Trace: We begin with B on the stack. It is popped and C and D go on, with C on the top. C is popped and A and E go on, with A on top so the stack is (A, E, D). A is popped, and B is not pushed because it is on the closed list. E is popped, and F is pushed (B is not pushed as it is on the closed list). F is popped (C is not pushed as it is on the closed list), and then D is popped (E is not pushed as it is on the closed list. The stack is now empty and the search ends.

Tree: B is the root, with two children C and D. C has two children A and E, and E has a single child F. A, D, and F are leaves. There are four non-tree edges -- back edges A to B, E to B, and F to C, and a cross edge D to E. (The last edge is a cross edge because E is neither an ancestor nor a descendent of D in the tree.)

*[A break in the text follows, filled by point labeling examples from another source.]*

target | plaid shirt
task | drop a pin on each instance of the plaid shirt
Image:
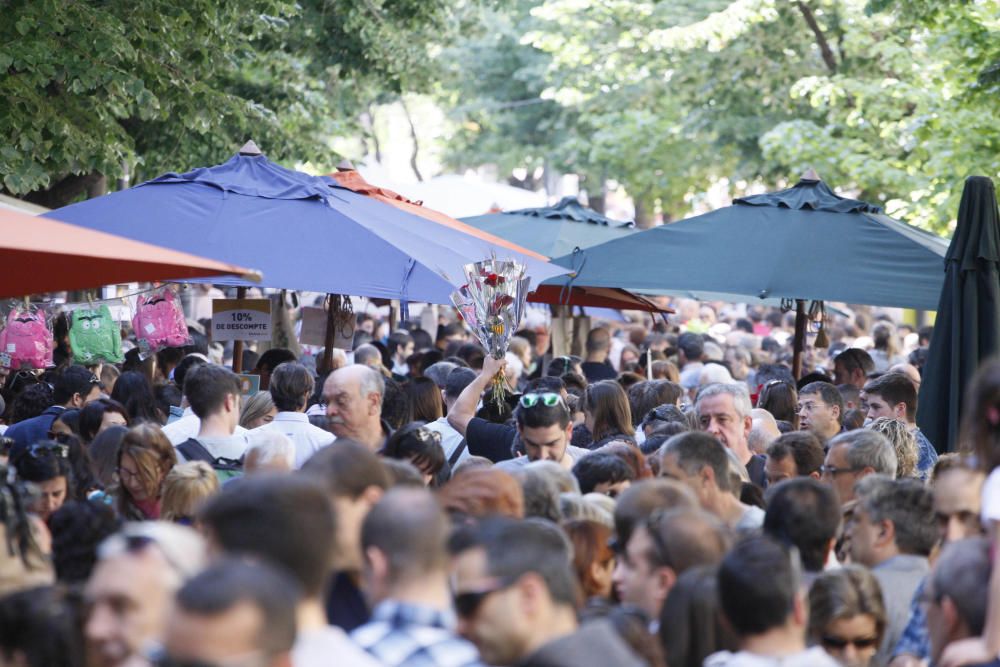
(915, 640)
(927, 455)
(407, 635)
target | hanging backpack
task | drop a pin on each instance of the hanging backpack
(225, 469)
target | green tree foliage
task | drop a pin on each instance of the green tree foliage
(893, 99)
(91, 87)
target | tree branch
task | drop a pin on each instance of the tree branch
(413, 136)
(824, 46)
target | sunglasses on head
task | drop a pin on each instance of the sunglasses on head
(468, 603)
(548, 399)
(840, 643)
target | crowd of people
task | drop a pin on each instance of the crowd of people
(671, 497)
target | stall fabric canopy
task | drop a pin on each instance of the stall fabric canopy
(355, 182)
(577, 296)
(553, 230)
(42, 255)
(967, 328)
(302, 233)
(801, 243)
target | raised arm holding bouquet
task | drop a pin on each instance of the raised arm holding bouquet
(491, 302)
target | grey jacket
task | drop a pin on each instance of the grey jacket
(594, 644)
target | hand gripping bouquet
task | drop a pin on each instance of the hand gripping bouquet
(491, 302)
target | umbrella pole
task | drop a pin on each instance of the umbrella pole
(333, 302)
(241, 293)
(798, 344)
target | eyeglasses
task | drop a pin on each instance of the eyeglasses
(547, 399)
(255, 659)
(42, 450)
(833, 471)
(468, 603)
(840, 643)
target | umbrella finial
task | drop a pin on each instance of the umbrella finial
(810, 175)
(250, 148)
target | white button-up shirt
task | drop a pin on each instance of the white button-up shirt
(308, 439)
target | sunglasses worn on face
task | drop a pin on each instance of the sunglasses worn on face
(547, 399)
(840, 643)
(468, 603)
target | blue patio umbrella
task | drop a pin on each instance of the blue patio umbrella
(299, 231)
(553, 230)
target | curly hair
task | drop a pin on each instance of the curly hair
(903, 442)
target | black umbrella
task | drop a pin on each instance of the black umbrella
(967, 329)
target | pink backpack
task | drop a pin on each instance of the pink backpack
(27, 339)
(159, 321)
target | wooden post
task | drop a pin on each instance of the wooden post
(799, 343)
(332, 307)
(241, 293)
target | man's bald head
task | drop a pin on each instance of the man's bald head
(368, 355)
(353, 396)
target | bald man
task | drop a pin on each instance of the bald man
(353, 396)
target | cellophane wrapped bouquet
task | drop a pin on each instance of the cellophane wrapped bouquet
(491, 302)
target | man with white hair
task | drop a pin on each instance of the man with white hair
(724, 410)
(129, 592)
(353, 396)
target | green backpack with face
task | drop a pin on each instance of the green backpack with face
(95, 336)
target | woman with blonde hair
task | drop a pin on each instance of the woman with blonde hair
(145, 458)
(258, 410)
(847, 615)
(903, 443)
(185, 489)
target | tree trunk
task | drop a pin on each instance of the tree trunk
(413, 136)
(643, 215)
(65, 190)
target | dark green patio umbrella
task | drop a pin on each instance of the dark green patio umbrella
(803, 243)
(553, 230)
(967, 329)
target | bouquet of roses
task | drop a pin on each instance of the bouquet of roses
(491, 302)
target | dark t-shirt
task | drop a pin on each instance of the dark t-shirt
(345, 605)
(755, 468)
(493, 441)
(596, 371)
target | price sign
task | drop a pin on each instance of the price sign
(241, 319)
(249, 384)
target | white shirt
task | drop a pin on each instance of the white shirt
(187, 427)
(327, 646)
(450, 439)
(308, 439)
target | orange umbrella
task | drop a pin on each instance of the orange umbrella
(578, 296)
(44, 255)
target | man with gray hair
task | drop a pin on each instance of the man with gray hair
(291, 386)
(128, 594)
(854, 455)
(892, 532)
(353, 396)
(725, 411)
(956, 597)
(700, 461)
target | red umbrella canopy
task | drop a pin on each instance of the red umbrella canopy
(44, 255)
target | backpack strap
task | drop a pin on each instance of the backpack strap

• (b, 5) Describe what happens if we carry out the search from part (a) without using a closed list.

We push B, pop it, push C and D, pop C, push A and E, pop A, and push B. We are now in the same position as when we first pushed B, except that E and D are under it. We will pop B again, and three steps later we will again push B with E, D, E, D under it. This will continue forever, popping B, C, and A in rotation. (In practice our stack will overflow rather than continue to grow forever.)

• (c, 10) Trace a uniform-cost search of the labeled directed graph G2, starting from node B and terminating when the shortest-path distance from B to node F has been determined by the algorithm.

We begin by pushing B0, by which I mean a copy of B with priority 0. We pop B0 and push C1 and D2. We pop C1 and push A2 and E3. We may now pop either A2 or D2. (In a heap implementation of a priority queue there would be no particular reason to expect one or the other to be popped. Whenever we pop A2 we push nothing because B is on the closed list. We pop D2 and push E4. (It's important that we do this -- the algorithm does not know that E3 is already in the priority queue.) We pop E3 and push F5. We pop E4 and discard it because E is on the closed list. Finally we pop F5, telling us that the distance from B to F is 5.

• (d, 5) In order to carry out an A* of G2 with goal node F, we want to define a heuristic function h where h(x) is the minimum number of edges in any directed path from x to F. Why is this an admissible heuristic? Compute (without proof) the values of h(A), h(B), h(C), h(D), and h(E).

To be admissible, a heuristic must always be non-negative and for every node x, h(x) must be less than or equal to the shortest-path distance from x to F. The number of edges on the shortest path must be less than or equal to the length of the shortest path because each edge has weight at least 1.

h(E) is 1, h(D) and h(C) are 2, h(B) is 3, and h(A) is 4.

• (e, 5) Given an arbitrary directed graph (with positive integer edge labels) and an arbitrary goal node, we want to calculate the value of the function h(x) defined above, for every node x in the graph. What would be the best way to do this, using the search techniques we have learned?

A BFS from x will determine the value of h(x) because it finds the path from x to F with the least number of edges. (A uniform-cost search with all edge weights 1 is equivalent to this BFS.)

But we can do better, by carrying out a single BFS of the reversal of the graph (a graph with the same vertices but with each edge replaced by one with the same endpoints in the other order). This one search will find the smallest number of edges in any path from F to each x in the reversal graph, which is the smallest number of edges in any path from x to F in the original graph.

A DFS will simply not work, because it is not guaranteed to find a path with the minimal number of edges.